Payment Options

Flexible

Payment Options

We make it easy for you to get the care you need.

Sunbit Pay-Over-Time

Clear, transparent payment options

To help you Smile Now and Pay-over-time, we now offer access to flexible payment plans for your dental needs. Just click the button below to check out your financing options.

Major Insurance Plans Accepted

We accept most major dental insurance, Medicaid and some discount plans.  Click here for more information on accepted plans.

Credit Cards Accepted

We accept major credit cards.

Cash Always Accepted

Yes, cash is always welcome.  No personal checks please.


Our Financial Policy


Thank you for choosing Cottonwood Park Dentistry for your dental health care. Your clear understanding of this Financial Policy is important to our professional relationship. If you have any questions about our fees, our policies or your financial responsibilities, please do not hesitate to contact us. Please take time to carefully review the following information and acknowledge your understanding of it by signing below.


We require that all patients review and acknowledge our Financial Policy prior to seeing the doctor or hygienist and upon each annual visit thereafter. It is your responsibility to notify our office of any patient information changes (i.e., address, name, insurance information, etc.).


SELF-PAY PATIENTS: This category includes patients with no insurance and patients who have an insurance plan with which we do not participate. Payment for dental services is required at the time of service and will be collected at check-in or check-out. We accept most major credit cards, checks and cash. We will always provide you with a receipt. We also accept Care Credit and Wells Fargo Health Advantage (please contact our office for additional information on these payment programs).


INSURANCE: We participate in most insurance plans, including Medicaid.


  • It is the patient’s responsibility to provide our office with current insurance information. We will ask for your insurance card at your first visit and will copy for our records. Please be prepared to show your current insurance card at each appointment.
  • If current information is not obtained at the time of service, it will become the patient’s responsibility to pay the entire balance until current information is provided to our office.
  • Your insurance policy is a contract between you and your insurance company. As a courtesy, and pursuant to contractual obligations, we submit all your claims for you. However, we will not become involved in disputes between you and your insurance carrier. This includes, but is not limited to, deductibles, co-payments, non-covered charges and “usual and customary” charges. We will supply information as necessary.
  • If your insurance company does not pay your claim within 45 days, the balance will automatically be billed to you.
  • You are ultimately responsible for the timely payment of your account.


CO-PAYS: Co-payments are due at the time of service and will be collected at check-out.


DEDUCTIBLES, CO-INSURANCE and ESTIMATES for in-office procedures:


  • Any balance related to unmet deductibles and estimation of co-insurance, as per the contract you have with your insurance, is to be paid at the time of service.
  • For in-office treatment, an estimation of patient responsibility will be provided to you and is to be paid in full at the time of service (except for orthodontic payment plans).
  • Additional balances due, if applicable, will be billed to you after the insurance carrier has processed the claim.


UNPAID/OUTSTANDING BALANCES:


  • We ask that full payment be made at the time of service unless prior arrangements (for example, orthodontic payment plan) have been made through our office.
  • If your insurance company has not paid the balance in full, you will receive a statement notifying you of the amount due.
  • You may call us to discuss payment arrangements if necessary. Otherwise overdue balances will be considered for further collection activity.
  • Should your account become delinquent and 90 days past due, we may refer the outstanding balance to a third-party collection agency, and you agree to reimburse us the fees of such agency (typically 30% of the referred balance) and any and all other costs, including reasonable attorneys’ fees, incurred in the collection of the outstanding balance.
  • Failure to pay on a timely basis may result in you being discharged from this practice.

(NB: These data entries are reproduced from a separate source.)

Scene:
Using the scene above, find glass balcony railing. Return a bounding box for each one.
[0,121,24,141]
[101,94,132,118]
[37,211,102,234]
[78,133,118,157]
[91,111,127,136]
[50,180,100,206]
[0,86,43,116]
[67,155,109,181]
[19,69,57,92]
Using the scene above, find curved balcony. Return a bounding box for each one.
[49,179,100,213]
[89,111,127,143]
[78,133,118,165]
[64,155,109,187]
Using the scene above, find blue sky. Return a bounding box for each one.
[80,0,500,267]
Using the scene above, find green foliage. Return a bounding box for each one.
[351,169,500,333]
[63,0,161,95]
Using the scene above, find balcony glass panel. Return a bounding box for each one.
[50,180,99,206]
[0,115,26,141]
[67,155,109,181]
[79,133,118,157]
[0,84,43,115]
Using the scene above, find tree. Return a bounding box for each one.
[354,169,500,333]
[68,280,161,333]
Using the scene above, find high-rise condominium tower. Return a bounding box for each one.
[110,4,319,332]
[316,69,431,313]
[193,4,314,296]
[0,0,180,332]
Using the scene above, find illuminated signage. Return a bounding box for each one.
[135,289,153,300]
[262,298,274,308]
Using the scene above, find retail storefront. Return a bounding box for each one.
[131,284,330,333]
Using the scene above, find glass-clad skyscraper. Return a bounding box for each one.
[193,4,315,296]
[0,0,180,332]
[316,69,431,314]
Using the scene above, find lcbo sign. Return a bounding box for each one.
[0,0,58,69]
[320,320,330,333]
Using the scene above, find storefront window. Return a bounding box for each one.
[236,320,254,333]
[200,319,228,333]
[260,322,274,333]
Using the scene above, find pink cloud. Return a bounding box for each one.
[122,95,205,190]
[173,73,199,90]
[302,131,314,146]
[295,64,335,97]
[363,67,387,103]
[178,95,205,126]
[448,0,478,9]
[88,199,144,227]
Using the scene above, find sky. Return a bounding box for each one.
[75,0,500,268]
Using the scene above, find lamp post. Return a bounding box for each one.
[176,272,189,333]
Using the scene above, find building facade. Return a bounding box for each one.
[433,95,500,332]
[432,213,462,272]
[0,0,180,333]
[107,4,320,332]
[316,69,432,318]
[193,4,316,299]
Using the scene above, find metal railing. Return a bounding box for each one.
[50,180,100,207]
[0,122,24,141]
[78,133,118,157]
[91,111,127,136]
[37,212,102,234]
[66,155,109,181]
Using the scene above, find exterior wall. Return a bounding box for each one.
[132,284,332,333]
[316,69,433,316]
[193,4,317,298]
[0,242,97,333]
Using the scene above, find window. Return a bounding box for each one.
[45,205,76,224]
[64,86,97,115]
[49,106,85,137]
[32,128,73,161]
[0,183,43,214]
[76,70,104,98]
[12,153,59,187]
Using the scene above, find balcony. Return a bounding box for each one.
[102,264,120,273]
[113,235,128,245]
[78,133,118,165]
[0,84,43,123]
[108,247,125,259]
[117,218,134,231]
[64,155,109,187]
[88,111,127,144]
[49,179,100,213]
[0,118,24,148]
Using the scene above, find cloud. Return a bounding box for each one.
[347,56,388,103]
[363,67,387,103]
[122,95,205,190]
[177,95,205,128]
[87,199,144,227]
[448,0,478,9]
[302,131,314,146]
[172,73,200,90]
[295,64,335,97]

If this is to occur, you will be notified by regular and certified mail that you have 30 days to find alternative dental care. During that 30-day period, our provider staff will only be able to treat you on an emergency basis.


RETURNED PAYMENT (NSF): The charge for a returned check or rejection of bank draft is $35 and is payable by cash or credit card (no checks accepted payment of NSF fees). This amount will be applied to your account in addition to the insufficient funds amount.


MISSED APPOINTMENTS: Please help us serve you better by keeping scheduled appointments. In the event you are unable to keep your appointment, we request, at minimum, a 24-hour notice. Failure to provide notice may result in a $25 missed appointment charge. This charge is the responsibility of the patient and is not covered by any insurance carrier.


CREDIT BALANCES: From time to time, you may accrue a credit balance on your account. If your account reflects a credit balance, our policy is to carry the balance on the account until your next appointment or your transfer from the organization. You may request a refund of a credit balance at any time. Please allow ample time for review of your account and processing through our accounting department.


If you have any questions regarding this Financial Policy, please ask or call BEFORE you are seen by the doctor or hygienist.


Thank you again for trusting us with your dental health care.